Further experimentation on raw model output, before the classification threshold is applied, showed interesting results when setting a slightly greater range for positive classification. As the raw output is the product of a logistic regression, it can also be used to assess patients at risk of being infected, considering patients with a score slightly below the threshold of 0.5 to be possible COVID-19 positive. Furthermore, setting the classification threshold to 0.45 yields an accuracy of 87.19%, a precision of 87.50%, a recall of 85.71%, a specificity of 88.57% and an F1 score of 86.60%, proving that the use of a threshold range (scores from 0.45 to 0.5 being considered COVID-19 risk cases) can improve model performance, including recall, to increase beyond any previous models. For the present article we will be considering the standard threshold of 0.5 to avoid any bias by fine-tuning the classification cutoff point with the test set. Finally, the proposed model’s accuracy overcomes all other models’, reaching 86.70%. The ROC plot and confusion matrix are shown in Fig. 4 and Fig. 5 .

Fig. 4.

Fig. 4

Receiver Operating Characteristic curve for the proposed stacked ensemble model. This plot measures the classification performance at various decision threshold values by showing the model’s ability at distinguishing both classes. As the blue curve gets closer to the upper and left-hand boundaries, the model shows a smaller Type I error.

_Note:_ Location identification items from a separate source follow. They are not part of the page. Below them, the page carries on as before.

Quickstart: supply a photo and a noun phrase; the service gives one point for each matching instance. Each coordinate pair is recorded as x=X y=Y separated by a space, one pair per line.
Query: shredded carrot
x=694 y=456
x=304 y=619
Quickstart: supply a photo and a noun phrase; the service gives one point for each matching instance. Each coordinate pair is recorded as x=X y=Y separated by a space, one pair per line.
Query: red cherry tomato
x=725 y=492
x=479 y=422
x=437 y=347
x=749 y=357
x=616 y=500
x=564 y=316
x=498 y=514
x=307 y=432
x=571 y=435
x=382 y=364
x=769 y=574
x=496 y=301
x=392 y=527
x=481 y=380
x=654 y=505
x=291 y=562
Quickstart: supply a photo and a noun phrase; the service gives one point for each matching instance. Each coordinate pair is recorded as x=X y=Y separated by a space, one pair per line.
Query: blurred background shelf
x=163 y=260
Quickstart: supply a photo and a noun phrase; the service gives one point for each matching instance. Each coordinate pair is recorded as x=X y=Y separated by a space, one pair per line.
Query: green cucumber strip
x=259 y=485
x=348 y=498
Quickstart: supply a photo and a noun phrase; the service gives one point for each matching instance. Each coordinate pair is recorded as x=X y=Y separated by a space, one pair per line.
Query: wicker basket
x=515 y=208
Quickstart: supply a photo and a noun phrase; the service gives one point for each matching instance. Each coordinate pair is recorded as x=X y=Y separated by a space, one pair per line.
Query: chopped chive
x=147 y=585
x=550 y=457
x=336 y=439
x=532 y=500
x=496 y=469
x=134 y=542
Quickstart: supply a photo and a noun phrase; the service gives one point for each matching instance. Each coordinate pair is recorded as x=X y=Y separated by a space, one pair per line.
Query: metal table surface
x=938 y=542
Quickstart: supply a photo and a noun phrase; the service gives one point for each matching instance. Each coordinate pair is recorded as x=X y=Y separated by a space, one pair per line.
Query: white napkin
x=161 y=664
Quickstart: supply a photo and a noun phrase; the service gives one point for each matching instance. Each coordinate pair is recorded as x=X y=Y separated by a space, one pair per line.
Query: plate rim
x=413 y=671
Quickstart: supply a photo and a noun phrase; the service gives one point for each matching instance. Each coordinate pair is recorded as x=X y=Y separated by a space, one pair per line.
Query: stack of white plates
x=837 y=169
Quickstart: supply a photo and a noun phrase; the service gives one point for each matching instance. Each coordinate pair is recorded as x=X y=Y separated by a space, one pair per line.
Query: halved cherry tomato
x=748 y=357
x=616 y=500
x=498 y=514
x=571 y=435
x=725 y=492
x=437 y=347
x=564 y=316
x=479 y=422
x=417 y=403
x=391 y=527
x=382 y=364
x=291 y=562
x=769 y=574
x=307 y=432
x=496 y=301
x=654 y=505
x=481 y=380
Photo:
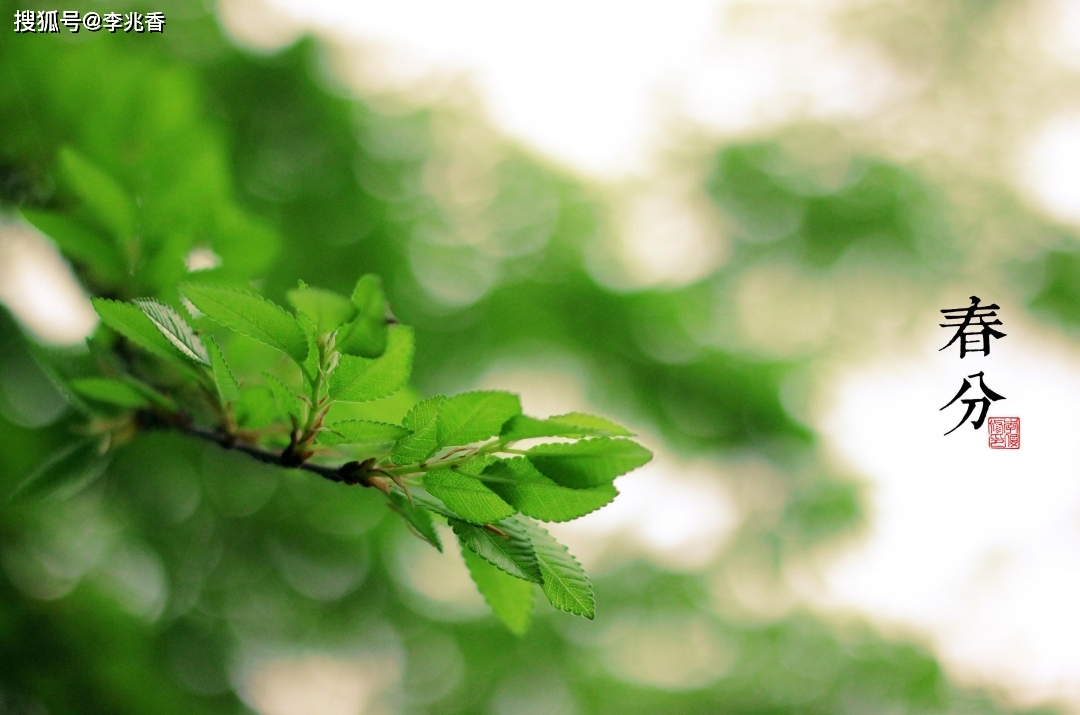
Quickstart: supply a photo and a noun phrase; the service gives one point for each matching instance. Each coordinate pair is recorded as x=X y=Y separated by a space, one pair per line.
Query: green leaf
x=257 y=407
x=475 y=416
x=589 y=462
x=565 y=582
x=571 y=425
x=532 y=494
x=366 y=335
x=421 y=421
x=310 y=366
x=509 y=597
x=100 y=193
x=111 y=392
x=251 y=314
x=132 y=323
x=288 y=404
x=326 y=309
x=417 y=517
x=512 y=553
x=228 y=389
x=472 y=501
x=81 y=244
x=175 y=329
x=591 y=425
x=362 y=379
x=66 y=472
x=426 y=500
x=362 y=431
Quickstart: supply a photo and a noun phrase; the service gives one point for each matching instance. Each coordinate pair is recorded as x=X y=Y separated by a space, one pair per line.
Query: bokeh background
x=727 y=224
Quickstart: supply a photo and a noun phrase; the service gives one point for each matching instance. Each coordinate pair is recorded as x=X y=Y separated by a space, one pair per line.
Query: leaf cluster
x=450 y=458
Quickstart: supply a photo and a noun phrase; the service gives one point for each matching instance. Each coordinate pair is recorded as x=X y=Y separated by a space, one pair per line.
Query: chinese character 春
x=973 y=331
x=988 y=396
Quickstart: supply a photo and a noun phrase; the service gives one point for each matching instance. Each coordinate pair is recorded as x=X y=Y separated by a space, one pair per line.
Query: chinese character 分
x=988 y=396
x=972 y=328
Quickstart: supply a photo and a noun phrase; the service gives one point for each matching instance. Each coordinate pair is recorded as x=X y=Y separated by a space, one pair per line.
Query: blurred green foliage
x=146 y=593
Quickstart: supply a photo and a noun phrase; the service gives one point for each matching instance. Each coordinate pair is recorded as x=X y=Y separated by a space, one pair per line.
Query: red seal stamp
x=1004 y=432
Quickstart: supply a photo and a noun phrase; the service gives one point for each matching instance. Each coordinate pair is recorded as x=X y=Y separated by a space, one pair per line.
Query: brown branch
x=348 y=473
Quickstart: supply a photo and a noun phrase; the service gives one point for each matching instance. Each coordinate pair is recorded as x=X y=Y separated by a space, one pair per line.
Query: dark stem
x=348 y=473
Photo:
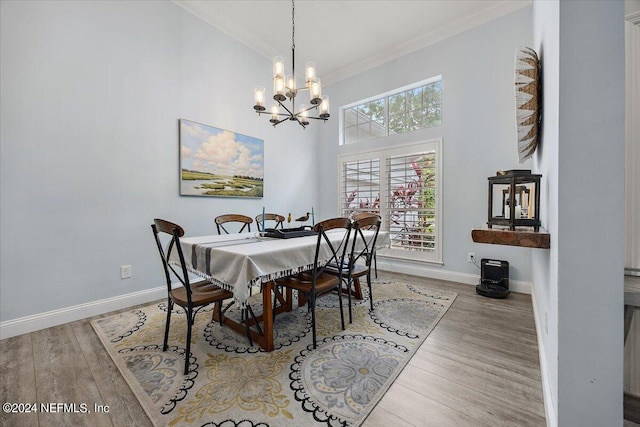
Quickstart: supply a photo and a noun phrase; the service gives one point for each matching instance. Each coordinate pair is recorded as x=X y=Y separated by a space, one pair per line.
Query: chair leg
x=245 y=317
x=187 y=354
x=349 y=299
x=370 y=291
x=166 y=328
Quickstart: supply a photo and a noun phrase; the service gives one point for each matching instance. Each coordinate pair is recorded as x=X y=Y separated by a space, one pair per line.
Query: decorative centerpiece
x=514 y=199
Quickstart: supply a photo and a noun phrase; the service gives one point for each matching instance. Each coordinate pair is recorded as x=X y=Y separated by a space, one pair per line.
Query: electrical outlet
x=125 y=271
x=546 y=322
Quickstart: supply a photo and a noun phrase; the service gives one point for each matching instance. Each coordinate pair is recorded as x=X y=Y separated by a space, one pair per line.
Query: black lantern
x=515 y=196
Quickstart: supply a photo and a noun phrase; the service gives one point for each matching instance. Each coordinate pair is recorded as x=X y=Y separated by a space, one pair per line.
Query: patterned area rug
x=233 y=384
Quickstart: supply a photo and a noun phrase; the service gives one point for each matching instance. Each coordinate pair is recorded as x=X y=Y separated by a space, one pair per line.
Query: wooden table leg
x=267 y=316
x=264 y=340
x=628 y=317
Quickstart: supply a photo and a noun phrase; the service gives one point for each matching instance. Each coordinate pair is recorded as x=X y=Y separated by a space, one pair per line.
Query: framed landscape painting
x=218 y=162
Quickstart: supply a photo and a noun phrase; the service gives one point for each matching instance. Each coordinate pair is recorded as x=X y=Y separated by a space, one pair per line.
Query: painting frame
x=215 y=162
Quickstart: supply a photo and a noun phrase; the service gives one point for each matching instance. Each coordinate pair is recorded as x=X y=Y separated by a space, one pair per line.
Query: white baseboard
x=549 y=409
x=36 y=322
x=423 y=270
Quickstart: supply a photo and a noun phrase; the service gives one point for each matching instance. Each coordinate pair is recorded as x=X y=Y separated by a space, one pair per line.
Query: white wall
x=578 y=283
x=91 y=97
x=478 y=131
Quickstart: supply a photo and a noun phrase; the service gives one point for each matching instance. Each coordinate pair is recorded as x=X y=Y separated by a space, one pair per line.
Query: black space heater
x=494 y=278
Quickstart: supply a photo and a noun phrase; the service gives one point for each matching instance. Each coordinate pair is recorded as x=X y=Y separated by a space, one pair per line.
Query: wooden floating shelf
x=524 y=238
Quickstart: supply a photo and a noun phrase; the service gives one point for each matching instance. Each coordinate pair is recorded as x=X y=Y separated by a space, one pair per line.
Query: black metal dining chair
x=277 y=220
x=365 y=235
x=221 y=220
x=192 y=297
x=319 y=281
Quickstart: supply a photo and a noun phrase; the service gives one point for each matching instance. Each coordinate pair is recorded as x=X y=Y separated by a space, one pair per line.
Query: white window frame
x=384 y=96
x=383 y=154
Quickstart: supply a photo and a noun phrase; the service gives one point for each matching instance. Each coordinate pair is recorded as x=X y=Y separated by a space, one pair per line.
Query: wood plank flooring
x=479 y=367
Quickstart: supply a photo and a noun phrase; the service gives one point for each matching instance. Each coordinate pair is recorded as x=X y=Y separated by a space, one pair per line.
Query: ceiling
x=345 y=37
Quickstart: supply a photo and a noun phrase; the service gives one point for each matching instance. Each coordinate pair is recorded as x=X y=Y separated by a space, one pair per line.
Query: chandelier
x=285 y=88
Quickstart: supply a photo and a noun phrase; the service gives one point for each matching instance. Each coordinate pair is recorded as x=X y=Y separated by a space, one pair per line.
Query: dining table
x=242 y=262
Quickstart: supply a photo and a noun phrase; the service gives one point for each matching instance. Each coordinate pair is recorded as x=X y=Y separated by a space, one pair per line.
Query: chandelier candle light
x=286 y=88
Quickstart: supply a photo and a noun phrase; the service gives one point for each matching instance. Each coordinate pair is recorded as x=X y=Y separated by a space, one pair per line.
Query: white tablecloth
x=238 y=261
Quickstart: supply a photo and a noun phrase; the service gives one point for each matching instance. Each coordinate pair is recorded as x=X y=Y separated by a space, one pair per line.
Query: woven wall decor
x=527 y=91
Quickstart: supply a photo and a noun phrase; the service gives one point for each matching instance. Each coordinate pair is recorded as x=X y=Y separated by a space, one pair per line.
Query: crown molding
x=229 y=27
x=457 y=27
x=633 y=17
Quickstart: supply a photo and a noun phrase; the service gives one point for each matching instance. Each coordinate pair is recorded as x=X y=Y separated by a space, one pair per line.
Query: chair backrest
x=337 y=249
x=237 y=218
x=173 y=232
x=360 y=215
x=364 y=244
x=279 y=221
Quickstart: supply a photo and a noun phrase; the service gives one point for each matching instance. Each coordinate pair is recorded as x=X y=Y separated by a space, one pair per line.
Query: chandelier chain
x=293 y=24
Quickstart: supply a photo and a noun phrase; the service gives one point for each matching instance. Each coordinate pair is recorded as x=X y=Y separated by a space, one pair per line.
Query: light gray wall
x=478 y=130
x=91 y=97
x=578 y=283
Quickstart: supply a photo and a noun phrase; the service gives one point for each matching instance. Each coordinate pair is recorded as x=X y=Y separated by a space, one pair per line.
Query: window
x=402 y=185
x=408 y=109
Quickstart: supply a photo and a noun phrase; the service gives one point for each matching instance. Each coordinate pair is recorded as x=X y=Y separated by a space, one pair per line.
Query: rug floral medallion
x=233 y=384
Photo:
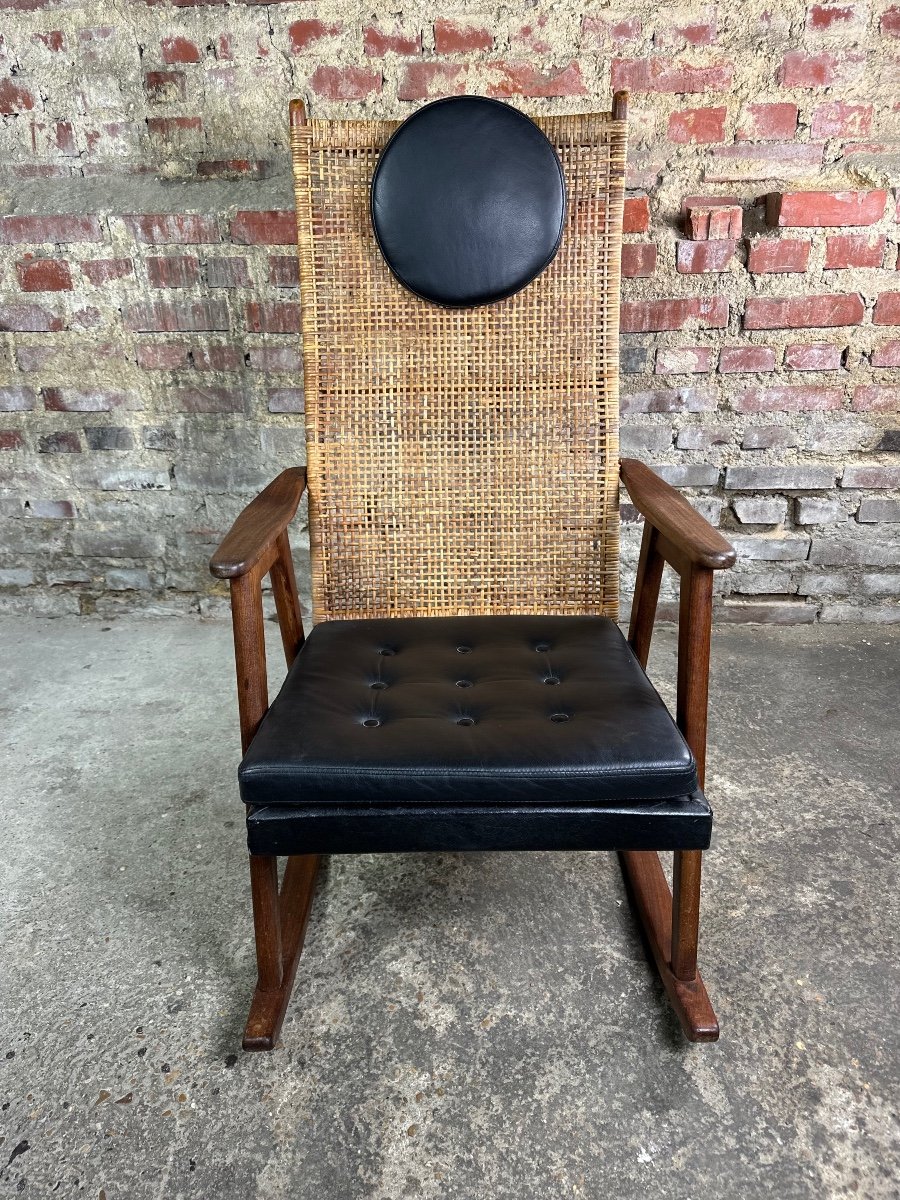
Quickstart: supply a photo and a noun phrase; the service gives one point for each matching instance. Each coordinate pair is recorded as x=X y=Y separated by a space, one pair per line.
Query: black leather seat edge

The red line illustrates the case in which the model is unable to tell one class from the other, being no better than classifying by chance. (For interpretation of the references to colour in this figure legend, the reader is referred to the Web version of this article.)

Fig. 5.

Fig. 5

Confusion matrix for the proposed stacked ensemble model. The matrix describes the detailed test set performance of the classifier by comparing how each case was predicted against their true labels. From this matrix we can easily see that there are 94 true negatives, 11 false positives, 16 false negatives and 82 true positives.

4.1. Activation heatmap visualization

To better understand each convolutional model individually, we can identify the regions from CT scan images off of which the model was based to finally infer the label. Grad-CAM [24,25] is a technique which produces visual explanations for decisions by taking the values from the gradients in the model’s final feature layer, for highlighting the important regions taken by the model in their prediction.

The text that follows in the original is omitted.